Юрка Левша выматерился, а Захар закрыл глаза; он лежал на телеге. Лошади не было, он подумал об этом, спросил, тяжело поводя головой; Юрка Левша опять стал ругаться и сказал, что и лошади нет, сломала оглобли и была такова, может, сама ушла, может, увели. Перед глазами Захара, вверху, чуть покачивались узловатые ветви дуба; обрывочные мысли текли, и ни одна из них не могла оправдать такого промаха.
5
Через полмесяца Захара Дерюгина, настойчиво рвавшегося на волю, выписали из больницы (у него оказалось тяжелое сотрясение мозга); земля уже просохла, и с неделю шел сев яровых; Захар посидел дня два дома, повозился с ребятишками, и хотя временами перед глазами у него все начинало вертеться, подергиваться черным туманом и к горлу поднималось противное сосущее чувство тошноты, он на третий день не выдержал и вышел на работу, никого не предупредив; в конторе его весело и, как ему показалось, по-доброму встретил Мартьянович; бригадиры разошлись по делам. У Мартьяновича, склонившегося над столом, привычно поблескивала лысина, точно он намазал ее постным маслом; заслышав шаги председателя, он поднял голову, встал и вышел из-за стола.

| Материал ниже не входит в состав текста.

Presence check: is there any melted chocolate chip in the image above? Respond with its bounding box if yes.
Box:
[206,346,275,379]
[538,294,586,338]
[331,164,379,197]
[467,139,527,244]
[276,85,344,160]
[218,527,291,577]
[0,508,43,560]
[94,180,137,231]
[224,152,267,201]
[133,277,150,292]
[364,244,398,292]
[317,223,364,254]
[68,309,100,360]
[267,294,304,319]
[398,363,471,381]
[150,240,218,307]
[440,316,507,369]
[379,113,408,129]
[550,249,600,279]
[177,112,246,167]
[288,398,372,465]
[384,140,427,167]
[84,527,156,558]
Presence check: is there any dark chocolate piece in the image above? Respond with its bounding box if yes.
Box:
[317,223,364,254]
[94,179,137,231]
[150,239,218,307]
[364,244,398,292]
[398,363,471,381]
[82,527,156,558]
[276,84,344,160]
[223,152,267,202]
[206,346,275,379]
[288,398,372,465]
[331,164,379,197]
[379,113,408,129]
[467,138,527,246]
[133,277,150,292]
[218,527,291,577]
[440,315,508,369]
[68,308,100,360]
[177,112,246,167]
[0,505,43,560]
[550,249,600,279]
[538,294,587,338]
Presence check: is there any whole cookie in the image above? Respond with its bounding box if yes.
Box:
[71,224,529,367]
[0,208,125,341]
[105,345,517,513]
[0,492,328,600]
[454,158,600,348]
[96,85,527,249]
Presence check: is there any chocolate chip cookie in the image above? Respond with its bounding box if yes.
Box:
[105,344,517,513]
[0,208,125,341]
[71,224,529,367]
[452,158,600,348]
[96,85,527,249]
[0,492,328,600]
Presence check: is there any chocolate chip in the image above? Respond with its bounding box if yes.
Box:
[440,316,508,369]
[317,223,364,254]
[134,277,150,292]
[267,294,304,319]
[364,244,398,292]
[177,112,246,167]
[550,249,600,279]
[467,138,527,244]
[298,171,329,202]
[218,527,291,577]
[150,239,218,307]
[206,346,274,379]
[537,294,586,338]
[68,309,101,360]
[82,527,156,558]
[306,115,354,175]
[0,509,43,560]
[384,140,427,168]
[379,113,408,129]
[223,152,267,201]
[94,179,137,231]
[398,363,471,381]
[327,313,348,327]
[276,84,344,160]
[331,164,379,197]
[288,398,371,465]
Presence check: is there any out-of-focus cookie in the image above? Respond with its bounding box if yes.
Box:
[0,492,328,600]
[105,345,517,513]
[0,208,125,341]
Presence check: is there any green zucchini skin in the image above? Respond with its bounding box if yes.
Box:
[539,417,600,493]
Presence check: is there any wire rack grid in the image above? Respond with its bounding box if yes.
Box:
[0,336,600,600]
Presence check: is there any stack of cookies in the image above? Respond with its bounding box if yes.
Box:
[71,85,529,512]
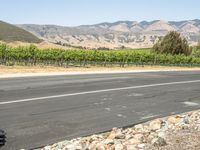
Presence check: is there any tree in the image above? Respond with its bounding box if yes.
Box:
[194,40,200,57]
[153,31,192,55]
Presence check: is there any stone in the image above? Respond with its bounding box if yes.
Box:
[96,145,105,150]
[167,116,183,125]
[129,138,141,145]
[137,143,145,149]
[103,139,114,144]
[149,119,162,131]
[158,132,166,139]
[134,124,143,131]
[44,146,51,150]
[115,133,125,139]
[134,134,144,141]
[115,143,124,150]
[126,145,137,150]
[151,137,167,147]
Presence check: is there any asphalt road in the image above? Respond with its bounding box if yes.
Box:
[0,71,200,150]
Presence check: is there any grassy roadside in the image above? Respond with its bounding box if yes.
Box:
[0,65,200,75]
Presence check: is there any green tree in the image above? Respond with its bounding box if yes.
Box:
[153,31,192,55]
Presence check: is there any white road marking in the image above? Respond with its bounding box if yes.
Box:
[0,80,200,105]
[183,102,199,106]
[140,115,160,120]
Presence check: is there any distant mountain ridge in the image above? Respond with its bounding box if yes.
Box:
[19,19,200,48]
[0,21,42,43]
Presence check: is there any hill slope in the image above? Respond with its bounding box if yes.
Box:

— А-а, вот и очухался! — Всем своим видом Мартьянович выказывал искреннюю радость и оживление. — Ну, с выздоровлением тебя, Захар Тарасович, пора, пора за дело браться.
Захар пожал протянутую руку; ему была приятна радость Мартьяновича, мужика скучного и нелюдимого, попивающего в одиночку, втайне, всегда умевшего найти в другом что-нибудь плохое, скрытное. Мартьянович дал ему подписать несколько бумаг, попутно рассказывая о севе, о нормах на пахоту в бригадах и другие самые главные по его, Мартьяновича, мнению новости на селе; особо он выделил то, как в его, Захара, отсутствие мужики, объединившись из трех бригад, запахали поле, назначенное под тракторную пахоту, и трактор из МТС укатил назад несолоно хлебавши, и по этому случаю приезжали из района разбираться; натуроплаты теперь пришлют меньше, на всякий случай сдержанно порадовался Мартьянович. Захар несколько раз что-то неразборчиво проворчал; слушая, с трудом разбирая муравьиную скоропись Мартьяновича, он сразу почувствовал тяжесть в голове; подписав бумаги, Захар ушел и весь день пробыл в бригадах; вечером завернул на огонек к председателю сельсовета, жившему вместе с женой там же, в пристройке. Отчего-то именно в больнице Захар задумался об Анисимове как об умном, осторожном человеке, припоминая, когда тот впервые появился в Густищах со своей женой, и решил сразу же по возвращении из больницы потолковать с ним, и вот, свернув к дому в легких весенних сумерках, Захар увидел огонек в пристройке к зданию сельсовета; в ответ на его стук знакомый голос весело пригласил войти, и он, толкнув дверь, увидел Анисимова и его жену, они ужинали. На столе друг против друга стояло два прибора, нарезанный хлеб в какой-то стеклянной штуковине; стол был застлан белой скатертью; в той тщательности, с какой был накрыт стол, чувствовался чужой, городской уклад; Елизавета Андреевна, словно не замечая мелькнувшей на лице мужа хмурости, приветливо поднялась навстречу Захару.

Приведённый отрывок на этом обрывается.